Apple Vision Pro Sales Stalling
The Apple Vision Pro arrived in Australia in July with a hefty retail price tag starting from A$5,999. Like many of the other markets where it has launched, here too it has largely failed miserably to attract consumer attention.
The Vision Pro is struggling to attract major software-makers to develop apps for the device. There has been a progressive slowdown in new apps coming to the Vision Pro each month.
Only 10 apps were introduced to the Vision App Store in September, down from the hundreds released in the first two months of the device’s launch, according to analytics firm Appfigures.

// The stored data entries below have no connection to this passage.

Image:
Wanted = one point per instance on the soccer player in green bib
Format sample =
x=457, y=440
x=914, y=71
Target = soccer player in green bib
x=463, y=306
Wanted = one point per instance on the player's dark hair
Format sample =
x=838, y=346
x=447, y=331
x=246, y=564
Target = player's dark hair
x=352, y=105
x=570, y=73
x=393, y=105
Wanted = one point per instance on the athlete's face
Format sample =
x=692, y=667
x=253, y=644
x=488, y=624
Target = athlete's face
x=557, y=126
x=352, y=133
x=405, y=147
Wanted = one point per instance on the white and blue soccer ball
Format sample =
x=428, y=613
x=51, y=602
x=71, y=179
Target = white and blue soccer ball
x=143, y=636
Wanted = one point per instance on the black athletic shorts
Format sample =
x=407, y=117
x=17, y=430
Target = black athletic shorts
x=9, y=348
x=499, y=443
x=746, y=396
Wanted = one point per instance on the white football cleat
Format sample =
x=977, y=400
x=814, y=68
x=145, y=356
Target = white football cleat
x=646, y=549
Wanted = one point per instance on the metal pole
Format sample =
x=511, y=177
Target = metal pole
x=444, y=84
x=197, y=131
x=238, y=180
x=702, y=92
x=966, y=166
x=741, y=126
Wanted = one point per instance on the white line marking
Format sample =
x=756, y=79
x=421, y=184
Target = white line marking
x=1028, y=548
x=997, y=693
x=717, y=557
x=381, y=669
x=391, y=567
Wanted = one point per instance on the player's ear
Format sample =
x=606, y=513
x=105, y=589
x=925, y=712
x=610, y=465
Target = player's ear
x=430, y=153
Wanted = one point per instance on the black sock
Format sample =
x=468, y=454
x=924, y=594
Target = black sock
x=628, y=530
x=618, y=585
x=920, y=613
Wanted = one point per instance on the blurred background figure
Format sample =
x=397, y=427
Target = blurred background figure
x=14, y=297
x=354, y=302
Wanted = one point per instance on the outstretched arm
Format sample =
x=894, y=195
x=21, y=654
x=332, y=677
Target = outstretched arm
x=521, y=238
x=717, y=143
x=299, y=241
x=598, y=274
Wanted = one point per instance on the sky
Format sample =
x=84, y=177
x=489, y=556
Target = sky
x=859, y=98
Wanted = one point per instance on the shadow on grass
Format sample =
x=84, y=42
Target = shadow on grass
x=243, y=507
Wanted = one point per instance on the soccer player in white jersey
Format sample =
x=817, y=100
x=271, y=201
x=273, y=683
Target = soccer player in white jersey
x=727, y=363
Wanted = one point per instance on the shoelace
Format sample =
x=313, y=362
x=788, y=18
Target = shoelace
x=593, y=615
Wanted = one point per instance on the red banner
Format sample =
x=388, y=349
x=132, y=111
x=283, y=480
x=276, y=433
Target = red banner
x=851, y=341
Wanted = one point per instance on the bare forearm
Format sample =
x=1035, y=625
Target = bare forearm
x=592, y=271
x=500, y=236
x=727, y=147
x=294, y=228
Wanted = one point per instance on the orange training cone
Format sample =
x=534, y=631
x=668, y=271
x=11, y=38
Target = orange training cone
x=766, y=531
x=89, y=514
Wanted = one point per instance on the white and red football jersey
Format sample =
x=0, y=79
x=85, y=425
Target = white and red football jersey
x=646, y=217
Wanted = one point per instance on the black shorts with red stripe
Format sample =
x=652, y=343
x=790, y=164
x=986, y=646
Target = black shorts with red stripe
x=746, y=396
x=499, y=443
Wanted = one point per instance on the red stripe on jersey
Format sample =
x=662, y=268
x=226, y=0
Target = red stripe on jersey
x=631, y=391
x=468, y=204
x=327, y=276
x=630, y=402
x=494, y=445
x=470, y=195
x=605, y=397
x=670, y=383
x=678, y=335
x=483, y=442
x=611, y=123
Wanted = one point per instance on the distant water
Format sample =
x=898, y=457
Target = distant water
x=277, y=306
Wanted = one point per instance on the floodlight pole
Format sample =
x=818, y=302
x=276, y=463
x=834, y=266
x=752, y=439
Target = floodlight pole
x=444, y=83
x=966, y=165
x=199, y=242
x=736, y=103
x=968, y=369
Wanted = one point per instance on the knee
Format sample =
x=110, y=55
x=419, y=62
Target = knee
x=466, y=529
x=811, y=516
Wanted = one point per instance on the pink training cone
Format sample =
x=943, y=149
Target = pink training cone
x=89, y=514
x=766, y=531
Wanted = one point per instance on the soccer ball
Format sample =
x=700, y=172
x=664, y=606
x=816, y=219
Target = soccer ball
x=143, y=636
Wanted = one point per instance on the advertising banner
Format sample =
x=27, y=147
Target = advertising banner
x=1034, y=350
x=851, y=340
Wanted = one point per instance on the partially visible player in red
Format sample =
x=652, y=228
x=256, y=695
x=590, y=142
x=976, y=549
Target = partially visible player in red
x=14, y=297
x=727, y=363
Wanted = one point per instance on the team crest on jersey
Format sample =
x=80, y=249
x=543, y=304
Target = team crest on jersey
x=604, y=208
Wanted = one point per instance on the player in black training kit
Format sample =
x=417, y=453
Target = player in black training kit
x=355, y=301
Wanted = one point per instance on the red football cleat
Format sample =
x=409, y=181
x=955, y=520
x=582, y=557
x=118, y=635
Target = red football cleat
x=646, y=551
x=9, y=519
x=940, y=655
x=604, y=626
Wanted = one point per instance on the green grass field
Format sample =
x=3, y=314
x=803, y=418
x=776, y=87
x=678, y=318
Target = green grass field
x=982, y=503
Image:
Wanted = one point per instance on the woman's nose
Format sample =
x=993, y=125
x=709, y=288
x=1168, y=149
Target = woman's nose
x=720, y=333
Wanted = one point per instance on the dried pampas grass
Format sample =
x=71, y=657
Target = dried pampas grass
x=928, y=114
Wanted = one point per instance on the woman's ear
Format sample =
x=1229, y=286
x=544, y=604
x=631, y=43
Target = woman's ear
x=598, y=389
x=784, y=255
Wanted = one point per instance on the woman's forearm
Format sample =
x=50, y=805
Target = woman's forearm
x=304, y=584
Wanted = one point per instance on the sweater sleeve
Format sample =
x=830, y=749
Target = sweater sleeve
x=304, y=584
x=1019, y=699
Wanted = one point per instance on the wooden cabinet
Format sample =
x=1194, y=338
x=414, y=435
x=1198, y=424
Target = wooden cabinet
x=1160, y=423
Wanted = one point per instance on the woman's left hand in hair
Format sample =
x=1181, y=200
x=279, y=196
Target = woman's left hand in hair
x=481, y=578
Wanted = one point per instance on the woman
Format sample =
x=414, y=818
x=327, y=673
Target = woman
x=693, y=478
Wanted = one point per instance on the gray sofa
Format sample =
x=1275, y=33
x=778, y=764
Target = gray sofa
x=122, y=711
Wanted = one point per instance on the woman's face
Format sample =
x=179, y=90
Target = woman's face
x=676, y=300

Appfigures has counted around 1,770 apps available for the Vision Pro in the App Store as of September. Only 34 per cent of those apps are believed to be built specifically for the Vision Pro, while the rest are versions of existing Apple apps that have additional Vision Pro functionality.
Apple, meanwhile, said in August that there are more than 2,500 apps built for the Vision Pro.
For comparison, other Apple products had tens of thousands of apps built for them within months of their launch. Nearly a year after the 2008 launch of the App Store for the iPhone, Apple said it had 50,000 apps. The Apple Watch, meanwhile, had 10,000 apps around five months after its debut.
The company doesn’t disclosed sales figures for the Vision Pro, but analysts have shared some insights. Apple cut its first year Vision Pro shipments to between 400,000 and 450,000, down from between 700,000 and 800,000 units, according to supply chain analyst Ming-Chi Kuo in April, reported the Wall Street Journal.
In the second quarter this year, Vision Pro sales plunged 80 per cent from the first quarter, according to Counterpoint Research.
Also, a large number of initial buyers reportedly returned the device within the two-week window that Apple allows for a full refund, found the research firm.
While Apple is floundering with its headset, Meta seems to have found a rhythm with its AR/VR gear. Last month, it announced the Quest 3S headset – now available in Australia at a starting price of A$499.99 – which is thousands of dollars less than Apple’s offering.
Recently, as ChannelNews reported, Meta also showed off its AR glasses prototype Orion that weighs less than 100 grams, has a wide field of view, and sharp holographic displays. The display doesn’t use passthrough — what the wearer sees is the real physical world with holograms overlaid onto it.